JACKSONVILLE, Fla. -- Early in the second half, the Florida offensive line saw something new. They saw Georgia shying away from the physicality the Gators were playing with.

The first half gave some glimpses of it. Florida ran for 162 yards in the first half and went into halftime with a 14-7 lead, getting the ball to start the second half. The offensive linemen expected the Georgia defense to look different in the second half, but that change wasn’t there.

The Georgia defense looked flat, wanting to avoid the physical nature the Gators were determined to play with in Jacksonville.

“We were way tougher than they were, first of all,” D.J. Humphries said. “Then we just knocked the fight out of them. After we came out in the second half and took it down (and scored on the opening drive), they were done. All the fight was gone out of them. They didn’t want to hit us at all.”

The offensive line knew what was coming on Saturday. No one expected Florida to throw the ball just six times, but they knew the emphasis was on them to dominate the line of scrimmage and open up holes for the running backs.

It was similar to what Florida did at South Carolina last year. The Gators were on their third-string quarterback for that trip to Columbia and threw the ball 14 times while running it 41. That looked like an air raid offense compared to what Florida deployed in Jacksonville on Saturday.

Jones and Taylor get most of the credit for totaling 389 yards and four touchdowns, and the offensive line is OK with that. They got their satisfaction by looking up at the scoreboard and seeing the 418 rushing yards for the game.

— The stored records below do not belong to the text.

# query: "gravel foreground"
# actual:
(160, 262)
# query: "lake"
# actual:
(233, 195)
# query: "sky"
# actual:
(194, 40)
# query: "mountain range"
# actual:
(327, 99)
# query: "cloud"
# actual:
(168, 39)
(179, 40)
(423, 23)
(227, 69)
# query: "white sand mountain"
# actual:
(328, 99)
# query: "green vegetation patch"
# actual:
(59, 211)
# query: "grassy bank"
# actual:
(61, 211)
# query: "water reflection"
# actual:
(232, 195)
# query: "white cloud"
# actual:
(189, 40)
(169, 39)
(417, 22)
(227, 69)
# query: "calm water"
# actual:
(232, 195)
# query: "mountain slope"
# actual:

“The offensive line doesn’t need no glory,” Humphries said. “We saw that 424 on screen, that’s plenty of love we need. I’m just happy for those boys and that they took care of the opportunity.”

That doesn’t mean the offensive line won’t be rewarded.

“(Jones or Taylor) better buy us dinner tonight,” Humphries said with a laugh. “Somebody got to buy us some food.”

Jones later said he was taking the offensive linemen to dinner this week.

Humphries was one of the players Muschamp challenged by name during the week. He played at left tackle two years ago during the rivalry as a true freshman and remembered being wide-eyed. But playing quarterback in the rivalry? That’s why he felt the need to provide the running lanes and pass protection for freshman Treon Harris.

“He definitely stepped up today,” Humphries said. “He didn’t have to throw the ball a lot, but he was a vital part to the team. He got us to the line, got us lined up, got us moving fast.”

The success on the ground allowed the Florida players to experience something not many of them had. Neiron Ball is the only player on the roster to play in a Florida win over the Bulldogs. That changed in a big way on Saturday night, and the players wanted to soak it in.

Humphries stood arm-in-arm with offensive line coach Mike Summers, watching as the Georgia fans left the stadium.

“That’s a beautiful sight,” Summers said to Humphries on the sideline.

The challenge now is to carry this production through the rest of the season. The offense had life on Saturday for the first time since the Gators hosted Kentucky during the second week of the season, but they don’t want this to be the end point.

None of the future mattered on Saturday, though. The players wanted to take the night to enjoy the win and the dominant performance on the ground.

“First time beating Georgia, 418 rushing yards – I’ve got that memory for a while,” Humphries said. “I’m going to have that one for the rest of my life.”